NVIDIA, a pioneer in Accelerated Computing, is seeking a Senior Site Reliability Engineer for their GPU Cloud team. This role is part of a dynamic SRE team managing cloud and on-prem infrastructure for High-Performance & Distributed Computing. The position involves working with cutting-edge technology in AI, LLMs, and cloud computing, supporting NVIDIA's GPU cloud platform that serves both internal R&D teams and external AI/ML customers.
The role requires managing infrastructure spanning thousands of GPU nodes, focusing on automation, monitoring, and analytics solutions. You'll be responsible for the complete lifecycle of tools and services, from design to deployment, while ensuring high reliability and availability of the platform. This is an opportunity to work with state-of-the-art technology while solving complex infrastructure challenges.
The ideal candidate will bring 8+ years of experience in large-scale distributed systems, strong programming skills, and expertise in cloud infrastructure and Kubernetes. You'll be joining a company at the forefront of AI and accelerated computing innovation, working on technology that's transforming major industries.

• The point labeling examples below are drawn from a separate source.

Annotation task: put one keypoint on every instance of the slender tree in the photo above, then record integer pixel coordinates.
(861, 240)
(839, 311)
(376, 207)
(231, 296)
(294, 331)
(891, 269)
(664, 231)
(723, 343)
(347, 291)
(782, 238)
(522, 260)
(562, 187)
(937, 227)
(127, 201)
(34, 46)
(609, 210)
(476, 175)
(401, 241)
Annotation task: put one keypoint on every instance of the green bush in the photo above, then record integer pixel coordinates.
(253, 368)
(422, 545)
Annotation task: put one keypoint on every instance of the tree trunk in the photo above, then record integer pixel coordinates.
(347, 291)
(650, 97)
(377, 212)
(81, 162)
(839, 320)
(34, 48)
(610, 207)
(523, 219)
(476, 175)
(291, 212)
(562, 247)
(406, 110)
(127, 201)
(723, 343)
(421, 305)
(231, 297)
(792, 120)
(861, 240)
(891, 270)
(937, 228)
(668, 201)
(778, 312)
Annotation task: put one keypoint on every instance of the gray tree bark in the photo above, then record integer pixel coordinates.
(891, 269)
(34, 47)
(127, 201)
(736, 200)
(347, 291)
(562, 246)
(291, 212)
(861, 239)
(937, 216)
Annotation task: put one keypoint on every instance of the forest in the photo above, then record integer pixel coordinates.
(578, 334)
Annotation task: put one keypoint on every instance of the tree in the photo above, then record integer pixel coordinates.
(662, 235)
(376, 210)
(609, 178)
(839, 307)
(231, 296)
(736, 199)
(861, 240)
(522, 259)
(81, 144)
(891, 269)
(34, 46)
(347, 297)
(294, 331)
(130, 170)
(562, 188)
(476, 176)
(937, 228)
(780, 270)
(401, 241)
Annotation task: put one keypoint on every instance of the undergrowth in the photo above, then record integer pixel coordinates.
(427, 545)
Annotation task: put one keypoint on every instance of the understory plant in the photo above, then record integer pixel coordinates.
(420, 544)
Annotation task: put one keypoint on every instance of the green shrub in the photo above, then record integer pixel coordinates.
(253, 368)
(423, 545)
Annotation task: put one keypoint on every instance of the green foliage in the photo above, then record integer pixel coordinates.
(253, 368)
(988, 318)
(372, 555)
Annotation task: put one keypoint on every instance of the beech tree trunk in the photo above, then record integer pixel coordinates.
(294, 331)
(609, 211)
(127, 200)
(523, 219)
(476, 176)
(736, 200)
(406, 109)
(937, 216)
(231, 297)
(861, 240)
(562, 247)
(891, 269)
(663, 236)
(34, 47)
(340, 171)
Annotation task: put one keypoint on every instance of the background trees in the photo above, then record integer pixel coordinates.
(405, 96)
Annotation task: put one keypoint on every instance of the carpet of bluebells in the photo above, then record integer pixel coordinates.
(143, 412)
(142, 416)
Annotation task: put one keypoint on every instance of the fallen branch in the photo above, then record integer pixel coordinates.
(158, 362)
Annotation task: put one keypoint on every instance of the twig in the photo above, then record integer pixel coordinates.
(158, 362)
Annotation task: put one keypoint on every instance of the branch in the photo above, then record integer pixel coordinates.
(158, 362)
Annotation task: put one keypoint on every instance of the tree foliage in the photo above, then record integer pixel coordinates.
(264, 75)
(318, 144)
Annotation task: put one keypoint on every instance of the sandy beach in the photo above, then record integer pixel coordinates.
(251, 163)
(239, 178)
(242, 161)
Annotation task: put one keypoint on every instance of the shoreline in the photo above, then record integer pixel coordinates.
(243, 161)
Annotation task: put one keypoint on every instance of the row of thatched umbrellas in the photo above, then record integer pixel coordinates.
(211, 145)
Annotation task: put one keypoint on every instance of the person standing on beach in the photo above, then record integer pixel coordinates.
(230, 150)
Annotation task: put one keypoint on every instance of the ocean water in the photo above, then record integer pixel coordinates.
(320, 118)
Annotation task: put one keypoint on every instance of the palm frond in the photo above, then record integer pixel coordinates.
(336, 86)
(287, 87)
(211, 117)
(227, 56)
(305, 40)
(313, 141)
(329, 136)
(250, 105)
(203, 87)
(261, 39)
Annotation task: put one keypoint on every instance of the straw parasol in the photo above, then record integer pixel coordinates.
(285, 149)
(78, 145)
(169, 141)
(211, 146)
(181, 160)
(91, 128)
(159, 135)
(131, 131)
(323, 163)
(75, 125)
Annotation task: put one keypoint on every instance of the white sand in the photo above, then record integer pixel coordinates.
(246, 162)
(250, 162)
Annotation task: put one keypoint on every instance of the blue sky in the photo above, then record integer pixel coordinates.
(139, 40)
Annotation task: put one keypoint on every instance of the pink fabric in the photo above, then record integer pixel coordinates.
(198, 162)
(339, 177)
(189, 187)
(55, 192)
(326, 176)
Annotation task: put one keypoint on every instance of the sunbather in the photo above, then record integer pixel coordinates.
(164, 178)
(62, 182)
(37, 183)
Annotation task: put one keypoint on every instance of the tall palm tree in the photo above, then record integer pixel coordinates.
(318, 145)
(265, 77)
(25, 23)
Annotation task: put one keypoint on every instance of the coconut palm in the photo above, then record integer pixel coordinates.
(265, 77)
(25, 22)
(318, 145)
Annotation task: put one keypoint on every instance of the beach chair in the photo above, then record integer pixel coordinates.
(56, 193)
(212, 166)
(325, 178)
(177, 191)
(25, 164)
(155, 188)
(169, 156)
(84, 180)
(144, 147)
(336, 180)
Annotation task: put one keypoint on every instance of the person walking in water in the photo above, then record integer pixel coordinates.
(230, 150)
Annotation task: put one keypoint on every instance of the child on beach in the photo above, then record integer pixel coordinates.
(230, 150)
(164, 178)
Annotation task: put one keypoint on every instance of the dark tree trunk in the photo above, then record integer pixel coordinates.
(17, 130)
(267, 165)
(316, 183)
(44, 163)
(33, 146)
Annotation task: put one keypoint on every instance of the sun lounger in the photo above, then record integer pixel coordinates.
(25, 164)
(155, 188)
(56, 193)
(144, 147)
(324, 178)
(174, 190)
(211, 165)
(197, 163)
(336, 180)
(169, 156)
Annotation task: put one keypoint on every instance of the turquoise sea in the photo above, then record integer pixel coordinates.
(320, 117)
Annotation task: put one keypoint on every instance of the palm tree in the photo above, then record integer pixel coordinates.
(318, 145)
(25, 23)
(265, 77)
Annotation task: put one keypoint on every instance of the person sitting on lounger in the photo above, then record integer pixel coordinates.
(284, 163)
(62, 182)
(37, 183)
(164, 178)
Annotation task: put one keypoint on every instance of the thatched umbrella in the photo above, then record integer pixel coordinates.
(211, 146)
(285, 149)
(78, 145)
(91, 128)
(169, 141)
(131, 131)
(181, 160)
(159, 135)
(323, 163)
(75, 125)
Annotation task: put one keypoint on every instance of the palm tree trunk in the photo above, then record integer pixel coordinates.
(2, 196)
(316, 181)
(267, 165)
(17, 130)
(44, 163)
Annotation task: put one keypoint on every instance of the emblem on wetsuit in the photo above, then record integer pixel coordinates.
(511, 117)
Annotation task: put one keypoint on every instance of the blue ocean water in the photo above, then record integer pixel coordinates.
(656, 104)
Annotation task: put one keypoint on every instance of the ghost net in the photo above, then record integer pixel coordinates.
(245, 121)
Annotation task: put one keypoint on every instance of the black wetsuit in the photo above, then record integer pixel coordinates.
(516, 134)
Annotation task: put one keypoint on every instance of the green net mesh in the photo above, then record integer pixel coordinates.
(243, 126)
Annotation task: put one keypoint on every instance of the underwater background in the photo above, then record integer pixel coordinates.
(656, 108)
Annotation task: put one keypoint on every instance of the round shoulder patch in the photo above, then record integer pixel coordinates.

NVIDIA offers a collaborative environment where creativity and autonomy are valued. The company is committed to diversity and inclusion, providing equal opportunities to all qualified candidates. This role offers the chance to work with some of the most forward-thinking professionals in the technology industry while contributing to groundbreaking innovations in AI, cloud computing, and high-performance computing.